Ces dernières semaines, le gouvernement Michel était à la recherche de 2,2 milliards d'euros. Il est parvenu à les trouver, tout en maintenant les dépenses pour la sécurité (environ 400 millions) en dehors du budget. La "neutralisation budgétaire" des coûts liés à la crise des réfugiés fait également une différence de taille.

A côté de cela, le gouvernement a pris une série de mesures pour mettre de l'ordre dans le contrôle budgétaire de cette année.

Adaptation de l'impôt des sociétés

Le ministre des Finances Johan Van Overtveldt (N-VA) a reçu un mandat pour procéder à une réforme de l'impôt des sociétés, dans le but de rendre la fiscalité pour les PME "plus équitable". L'Unizo plaide notamment pour un tarif dual dans l'impôt des sociétés. L'association patronale désire donner le choix aux sociétés entre un taux réduit de 20% sans possibilités de déductions, et le tarif actuel avec possibilités de déductions.

Augmentation des accises sur le diesel et le tabac

Le nouvel accord gouvernemental est une mauvaise nouvelle pour les conducteurs de véhicules au diesel et pour les fumeurs. Les ministres ont décidé d'avancer l'augmentation planifiée des accises sur le diesel et le tabac.

Cette année, le prix du paquet de cigarettes a déjà augmenté de 13 cents et celui du tabac à rouler de 70 cents. A cela viennent encore s'ajouter 0,19 et 2,18 euros respectivement en 2018, communique De Tijd. Les augmentations d'accises doivent rapporter 70 millions d'euros en tout en 2016 et 2017.

La ministre de la Santé publique Maggie De Block (Open Vld) désire en outre lier cette hausse des accises à un objectif en matière de santé. L'intention est d'amener le nombre de fumeurs sous les 17% d'ici 2018. Pour l'instant, 18,3% de la population fume. En 1997, ce chiffre atteignait encore 25,5%.

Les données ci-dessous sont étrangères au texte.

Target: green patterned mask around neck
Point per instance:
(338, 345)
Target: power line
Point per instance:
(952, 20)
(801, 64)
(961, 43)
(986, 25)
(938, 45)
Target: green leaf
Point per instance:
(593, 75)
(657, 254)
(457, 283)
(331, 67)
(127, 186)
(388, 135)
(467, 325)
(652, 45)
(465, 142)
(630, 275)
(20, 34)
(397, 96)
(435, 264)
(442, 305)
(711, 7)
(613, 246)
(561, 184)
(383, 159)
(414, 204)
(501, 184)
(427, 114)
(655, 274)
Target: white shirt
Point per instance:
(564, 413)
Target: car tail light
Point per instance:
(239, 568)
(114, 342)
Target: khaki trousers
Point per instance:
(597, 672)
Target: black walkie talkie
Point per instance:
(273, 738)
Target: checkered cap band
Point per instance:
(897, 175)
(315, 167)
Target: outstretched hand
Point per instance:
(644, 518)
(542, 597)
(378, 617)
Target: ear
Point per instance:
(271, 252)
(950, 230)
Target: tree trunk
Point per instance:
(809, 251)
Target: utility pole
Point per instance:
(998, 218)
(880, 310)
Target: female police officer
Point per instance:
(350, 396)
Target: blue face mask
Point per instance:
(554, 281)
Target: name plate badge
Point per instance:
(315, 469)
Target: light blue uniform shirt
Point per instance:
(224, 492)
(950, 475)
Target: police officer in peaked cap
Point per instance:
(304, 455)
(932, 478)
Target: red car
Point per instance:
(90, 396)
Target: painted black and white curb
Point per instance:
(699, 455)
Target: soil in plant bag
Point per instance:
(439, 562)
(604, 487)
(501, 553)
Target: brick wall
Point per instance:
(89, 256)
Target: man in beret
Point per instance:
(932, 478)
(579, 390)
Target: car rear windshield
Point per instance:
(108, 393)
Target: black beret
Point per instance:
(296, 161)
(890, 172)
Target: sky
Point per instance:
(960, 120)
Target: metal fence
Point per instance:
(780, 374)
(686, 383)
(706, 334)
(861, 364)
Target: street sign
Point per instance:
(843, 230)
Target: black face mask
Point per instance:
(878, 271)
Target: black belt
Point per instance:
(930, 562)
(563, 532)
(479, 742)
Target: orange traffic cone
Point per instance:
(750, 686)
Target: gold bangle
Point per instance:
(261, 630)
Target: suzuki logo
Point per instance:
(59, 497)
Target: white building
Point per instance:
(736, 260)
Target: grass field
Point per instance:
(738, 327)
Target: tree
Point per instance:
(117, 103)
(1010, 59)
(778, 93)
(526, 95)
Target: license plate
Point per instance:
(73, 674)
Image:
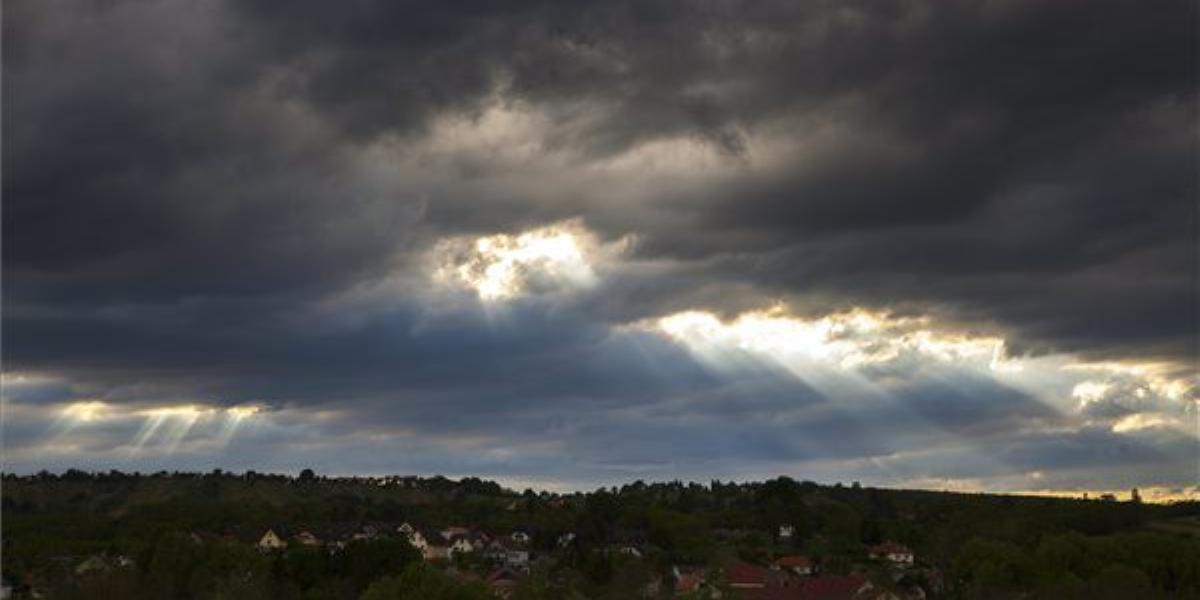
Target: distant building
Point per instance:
(306, 539)
(270, 540)
(796, 563)
(892, 552)
(509, 552)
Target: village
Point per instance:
(222, 535)
(502, 561)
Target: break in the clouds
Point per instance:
(567, 244)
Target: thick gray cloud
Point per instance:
(232, 203)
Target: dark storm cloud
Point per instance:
(191, 192)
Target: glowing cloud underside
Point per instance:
(162, 429)
(502, 267)
(871, 351)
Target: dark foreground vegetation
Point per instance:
(223, 535)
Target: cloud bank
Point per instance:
(570, 244)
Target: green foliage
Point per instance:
(985, 546)
(421, 582)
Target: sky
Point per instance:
(561, 245)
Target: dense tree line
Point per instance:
(983, 546)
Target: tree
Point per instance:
(419, 581)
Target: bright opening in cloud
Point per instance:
(502, 267)
(846, 340)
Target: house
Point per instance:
(270, 541)
(306, 539)
(795, 563)
(421, 540)
(688, 579)
(436, 552)
(892, 552)
(461, 545)
(509, 552)
(451, 532)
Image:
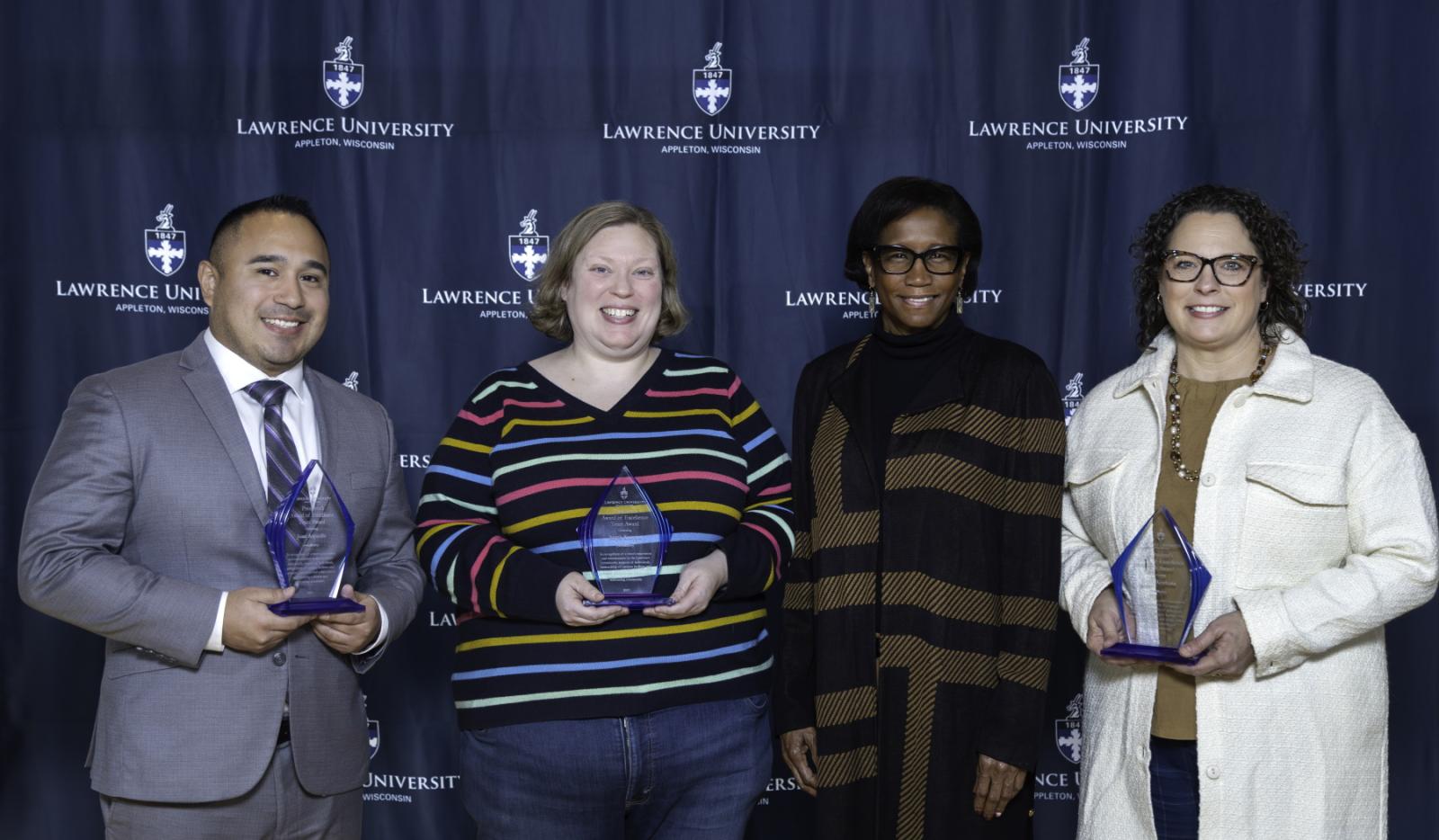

Les conducteurs de véhicules diesel ont deux hausses de prix supplémentaires à ingurgiter, après que les prix à la pompe aient déjà augmenté de 2 euros par 50 litres l'an dernier. En 2017, ils devront payer 2 euros de plus et encore 3 euros supplémentaires en 2018.

Impôts sur l'économie partagée (Airbnb et Uber)

Ensuite, le gouvernement va à la recherche de revenus dans l'économie partagée. Il n'y a pas encore de détails sur l'approche. Un impôt de 10% n'est pas à exclure. Nous savons toutefois déjà que les personnes qui ont des revenus supplémentaires par ce biais ne pourront pas dépasser un plafond de 10.000 euros. Si elles le font malgré tout, le fisc les traitera au même titre qu'une entreprise.

Réforme des pensions des fonctionnaires

Les mesures du gouvernement sont surtout une mauvaise nouvelle pour les fonctionnaires. Il devront travailler plus longtemps pour avoir droit à la même pension. Les années d'étude ne compteront en effet plus comme années travaillées lors du calcul de la pension.

De plus, les fonctionnaires ne pourront plus économiser leurs jours de maladie non utilisés jusqu'à la fin de leur carrière. Les dénommés tantièmes préférentiels sont supprimés. Du fait de ces tantièmes, une année de travail compte actuellement plus pour un fonctionnaire que pour un employé. Jusqu'à présent, un fonctionnaire devait donc travailler moins longtemps pour arriver à une carrière complète.

Contrôle plus sévère des malades de longue durée

Ensuite, les personnes souffrant de maladies de longue durée seront contrôlées de manière plus stricte. A partir d'un mois de congé maladie, un questionnaire sera envoyé aux malades. Un médecin contrôle vérifiera sur base des réponses si le travailleur est à nouveau capable de travailler. Seules les personnes sévèrement malades auront la paix. Les personnes qui bénéficient de crédits temps doivent aussi s'attendre à plus de contrôles.